Update generative-apis.mdx

fpagny · web-flow · commit 36cda4ff44f4 · 2025-02-20T14:42:39.000+01:00
diff --git a/faq/generative-apis.mdx b/faq/generative-apis.mdx
@@ -15,11 +15,19 @@ Scaleway's Generative APIs provide access to pre-configured, serverless endpoint
 
 ## Which models are supported by Generative APIs?
 Our Generative APIs support a range of popular models, including:
-- Instruct models: Refer to our dedicated [documentation](/generative-apis/reference-content/supported-models/#chat-models) for a list of supported chat models.
+- Chat / Text Generation models: Refer to our dedicated [documentation](/generative-apis/reference-content/supported-models/#chat-models) for a list of supported chat models.
+- Vision models: Refer to our dedicated [documentation](/generative-apis/reference-content/supported-models/#vision-models) for a list of supported vision models.
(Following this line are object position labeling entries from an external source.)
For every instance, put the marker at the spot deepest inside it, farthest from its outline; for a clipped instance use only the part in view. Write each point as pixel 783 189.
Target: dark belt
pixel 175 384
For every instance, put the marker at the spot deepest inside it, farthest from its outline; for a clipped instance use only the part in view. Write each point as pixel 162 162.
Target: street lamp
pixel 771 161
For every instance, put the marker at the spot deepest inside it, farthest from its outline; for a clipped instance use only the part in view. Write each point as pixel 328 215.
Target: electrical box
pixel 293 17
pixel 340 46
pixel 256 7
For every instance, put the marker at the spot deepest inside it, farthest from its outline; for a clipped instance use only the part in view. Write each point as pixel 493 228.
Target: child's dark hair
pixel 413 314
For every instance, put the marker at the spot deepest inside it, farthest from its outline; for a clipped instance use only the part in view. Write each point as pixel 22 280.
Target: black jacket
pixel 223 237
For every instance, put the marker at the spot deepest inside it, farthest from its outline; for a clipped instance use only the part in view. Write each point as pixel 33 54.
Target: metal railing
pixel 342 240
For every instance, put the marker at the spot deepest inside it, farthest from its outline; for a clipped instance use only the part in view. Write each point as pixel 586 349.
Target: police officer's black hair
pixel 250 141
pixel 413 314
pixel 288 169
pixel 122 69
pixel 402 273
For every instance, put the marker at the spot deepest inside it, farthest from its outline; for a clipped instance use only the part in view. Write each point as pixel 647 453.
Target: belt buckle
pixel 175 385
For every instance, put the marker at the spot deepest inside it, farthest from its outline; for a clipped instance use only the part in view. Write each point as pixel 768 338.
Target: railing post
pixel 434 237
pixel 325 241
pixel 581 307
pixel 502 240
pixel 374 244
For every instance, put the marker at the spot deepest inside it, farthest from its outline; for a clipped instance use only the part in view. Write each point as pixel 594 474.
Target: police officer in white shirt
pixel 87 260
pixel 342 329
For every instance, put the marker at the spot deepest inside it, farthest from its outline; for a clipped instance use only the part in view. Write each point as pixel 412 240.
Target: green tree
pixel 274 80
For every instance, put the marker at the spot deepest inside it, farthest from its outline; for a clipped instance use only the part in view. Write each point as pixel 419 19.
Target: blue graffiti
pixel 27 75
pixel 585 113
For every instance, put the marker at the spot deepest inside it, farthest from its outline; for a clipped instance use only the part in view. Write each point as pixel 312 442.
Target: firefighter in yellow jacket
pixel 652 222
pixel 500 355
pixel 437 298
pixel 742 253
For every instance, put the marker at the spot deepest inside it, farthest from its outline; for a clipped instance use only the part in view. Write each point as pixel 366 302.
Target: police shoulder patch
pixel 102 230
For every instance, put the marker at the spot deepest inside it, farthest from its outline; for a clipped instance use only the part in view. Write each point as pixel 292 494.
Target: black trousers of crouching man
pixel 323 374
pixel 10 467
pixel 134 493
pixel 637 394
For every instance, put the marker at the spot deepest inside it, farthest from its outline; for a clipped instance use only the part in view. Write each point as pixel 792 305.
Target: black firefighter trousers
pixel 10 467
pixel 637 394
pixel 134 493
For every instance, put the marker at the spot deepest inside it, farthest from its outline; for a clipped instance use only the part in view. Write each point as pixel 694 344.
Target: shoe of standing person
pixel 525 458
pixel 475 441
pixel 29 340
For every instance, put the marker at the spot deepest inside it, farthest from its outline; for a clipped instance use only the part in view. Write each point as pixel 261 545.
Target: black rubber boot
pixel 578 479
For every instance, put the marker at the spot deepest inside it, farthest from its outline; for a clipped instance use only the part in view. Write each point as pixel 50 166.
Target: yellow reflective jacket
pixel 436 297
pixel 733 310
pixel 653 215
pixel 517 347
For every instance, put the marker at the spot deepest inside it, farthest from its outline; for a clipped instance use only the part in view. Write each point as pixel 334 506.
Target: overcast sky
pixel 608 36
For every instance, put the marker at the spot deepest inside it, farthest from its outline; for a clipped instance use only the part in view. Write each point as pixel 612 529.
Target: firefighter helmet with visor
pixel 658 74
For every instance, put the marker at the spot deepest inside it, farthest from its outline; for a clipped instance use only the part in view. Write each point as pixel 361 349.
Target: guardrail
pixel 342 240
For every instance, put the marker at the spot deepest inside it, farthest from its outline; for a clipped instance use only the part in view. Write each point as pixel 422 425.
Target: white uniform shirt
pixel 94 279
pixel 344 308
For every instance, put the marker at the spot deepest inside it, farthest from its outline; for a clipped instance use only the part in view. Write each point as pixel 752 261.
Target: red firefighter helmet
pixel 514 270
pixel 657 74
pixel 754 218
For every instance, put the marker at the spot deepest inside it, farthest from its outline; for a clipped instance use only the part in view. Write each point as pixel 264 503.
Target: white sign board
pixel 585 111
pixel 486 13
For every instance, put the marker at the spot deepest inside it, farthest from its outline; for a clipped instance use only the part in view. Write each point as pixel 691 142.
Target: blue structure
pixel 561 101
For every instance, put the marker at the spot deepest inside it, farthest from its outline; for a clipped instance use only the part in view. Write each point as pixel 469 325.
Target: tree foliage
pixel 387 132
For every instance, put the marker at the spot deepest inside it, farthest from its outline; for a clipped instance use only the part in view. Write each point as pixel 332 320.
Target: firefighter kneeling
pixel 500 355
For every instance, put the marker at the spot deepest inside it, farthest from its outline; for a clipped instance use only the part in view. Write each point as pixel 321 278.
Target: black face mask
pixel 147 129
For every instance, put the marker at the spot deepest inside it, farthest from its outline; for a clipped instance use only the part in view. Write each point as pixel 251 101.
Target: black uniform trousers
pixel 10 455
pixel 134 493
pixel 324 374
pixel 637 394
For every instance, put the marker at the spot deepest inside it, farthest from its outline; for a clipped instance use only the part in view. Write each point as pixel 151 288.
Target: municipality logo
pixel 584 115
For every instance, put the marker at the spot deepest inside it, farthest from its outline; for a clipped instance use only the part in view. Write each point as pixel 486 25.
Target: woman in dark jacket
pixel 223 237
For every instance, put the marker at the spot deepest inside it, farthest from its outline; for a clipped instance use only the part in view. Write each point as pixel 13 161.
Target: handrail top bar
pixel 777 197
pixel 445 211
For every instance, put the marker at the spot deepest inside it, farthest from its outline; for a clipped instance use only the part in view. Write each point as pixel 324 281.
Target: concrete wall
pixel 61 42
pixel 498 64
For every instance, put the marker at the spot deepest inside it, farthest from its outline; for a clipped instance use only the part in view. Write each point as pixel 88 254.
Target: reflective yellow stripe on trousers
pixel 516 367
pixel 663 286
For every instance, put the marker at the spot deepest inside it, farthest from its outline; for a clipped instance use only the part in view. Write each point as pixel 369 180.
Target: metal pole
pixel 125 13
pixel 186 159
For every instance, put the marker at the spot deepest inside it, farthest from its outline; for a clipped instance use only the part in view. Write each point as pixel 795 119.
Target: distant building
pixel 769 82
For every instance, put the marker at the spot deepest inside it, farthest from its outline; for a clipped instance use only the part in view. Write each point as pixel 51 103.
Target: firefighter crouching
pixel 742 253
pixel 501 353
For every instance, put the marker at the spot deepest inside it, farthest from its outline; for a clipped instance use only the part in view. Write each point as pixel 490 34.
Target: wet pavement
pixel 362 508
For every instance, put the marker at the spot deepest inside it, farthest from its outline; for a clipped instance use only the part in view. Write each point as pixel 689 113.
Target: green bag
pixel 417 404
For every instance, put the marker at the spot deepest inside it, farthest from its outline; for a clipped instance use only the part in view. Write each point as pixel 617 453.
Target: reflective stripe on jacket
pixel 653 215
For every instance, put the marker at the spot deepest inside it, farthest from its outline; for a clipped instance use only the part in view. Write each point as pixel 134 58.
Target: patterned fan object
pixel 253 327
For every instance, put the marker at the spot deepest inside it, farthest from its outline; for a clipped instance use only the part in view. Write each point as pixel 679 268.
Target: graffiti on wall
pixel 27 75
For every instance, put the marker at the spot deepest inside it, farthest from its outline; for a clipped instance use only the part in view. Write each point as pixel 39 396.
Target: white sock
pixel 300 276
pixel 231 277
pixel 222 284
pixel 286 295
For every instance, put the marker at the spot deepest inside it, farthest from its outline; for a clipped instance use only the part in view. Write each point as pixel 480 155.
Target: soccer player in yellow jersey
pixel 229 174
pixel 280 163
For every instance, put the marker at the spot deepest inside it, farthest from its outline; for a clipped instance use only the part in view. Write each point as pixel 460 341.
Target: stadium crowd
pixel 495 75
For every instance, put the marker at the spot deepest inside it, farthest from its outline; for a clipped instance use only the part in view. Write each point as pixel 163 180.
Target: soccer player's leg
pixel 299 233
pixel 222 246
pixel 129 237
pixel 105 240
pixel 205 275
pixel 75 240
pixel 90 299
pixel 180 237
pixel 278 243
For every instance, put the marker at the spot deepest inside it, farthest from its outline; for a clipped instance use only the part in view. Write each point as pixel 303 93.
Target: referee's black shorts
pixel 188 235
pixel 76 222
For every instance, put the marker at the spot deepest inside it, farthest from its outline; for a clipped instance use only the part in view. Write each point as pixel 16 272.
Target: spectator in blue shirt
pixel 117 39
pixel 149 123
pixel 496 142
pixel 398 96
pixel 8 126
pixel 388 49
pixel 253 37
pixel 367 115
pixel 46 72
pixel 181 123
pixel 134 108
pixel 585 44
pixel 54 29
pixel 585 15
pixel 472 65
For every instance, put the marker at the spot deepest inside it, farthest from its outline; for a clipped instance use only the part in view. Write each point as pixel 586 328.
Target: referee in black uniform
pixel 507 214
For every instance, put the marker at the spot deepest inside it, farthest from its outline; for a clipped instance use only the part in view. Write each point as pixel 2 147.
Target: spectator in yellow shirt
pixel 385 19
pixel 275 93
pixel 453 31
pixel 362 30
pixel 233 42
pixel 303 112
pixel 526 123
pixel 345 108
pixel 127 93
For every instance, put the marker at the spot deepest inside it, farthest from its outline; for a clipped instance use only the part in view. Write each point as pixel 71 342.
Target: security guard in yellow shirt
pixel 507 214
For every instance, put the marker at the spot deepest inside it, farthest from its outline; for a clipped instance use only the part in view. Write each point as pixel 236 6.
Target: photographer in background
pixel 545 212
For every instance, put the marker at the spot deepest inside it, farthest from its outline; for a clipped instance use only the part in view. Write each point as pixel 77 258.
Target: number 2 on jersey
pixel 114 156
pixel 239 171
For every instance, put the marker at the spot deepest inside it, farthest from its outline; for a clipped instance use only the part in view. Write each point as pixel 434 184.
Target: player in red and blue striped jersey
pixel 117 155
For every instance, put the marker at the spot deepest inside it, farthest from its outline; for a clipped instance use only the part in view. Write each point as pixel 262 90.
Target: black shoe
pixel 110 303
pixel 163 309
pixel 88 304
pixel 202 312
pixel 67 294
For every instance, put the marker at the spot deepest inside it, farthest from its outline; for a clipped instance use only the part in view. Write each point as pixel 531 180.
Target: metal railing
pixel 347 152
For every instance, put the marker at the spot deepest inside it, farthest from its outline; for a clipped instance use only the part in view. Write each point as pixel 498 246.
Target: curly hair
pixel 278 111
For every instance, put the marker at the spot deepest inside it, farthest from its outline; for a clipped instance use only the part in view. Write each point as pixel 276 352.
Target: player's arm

 - Embedding models: Refer to our dedicated [documentation](/generative-apis/reference-content/supported-models/#embedding-models) for a list of supported embedding models.
 
 ## How does the free tier work?
-The free tier allows you to process up to 1,000,000 tokens without incurring any costs. After reaching this limit, you will be charged per million tokens processed. For more information, refer to our [pricing page](https://www.scaleway.com/en/pricing/model-as-a-service/#generative-apis).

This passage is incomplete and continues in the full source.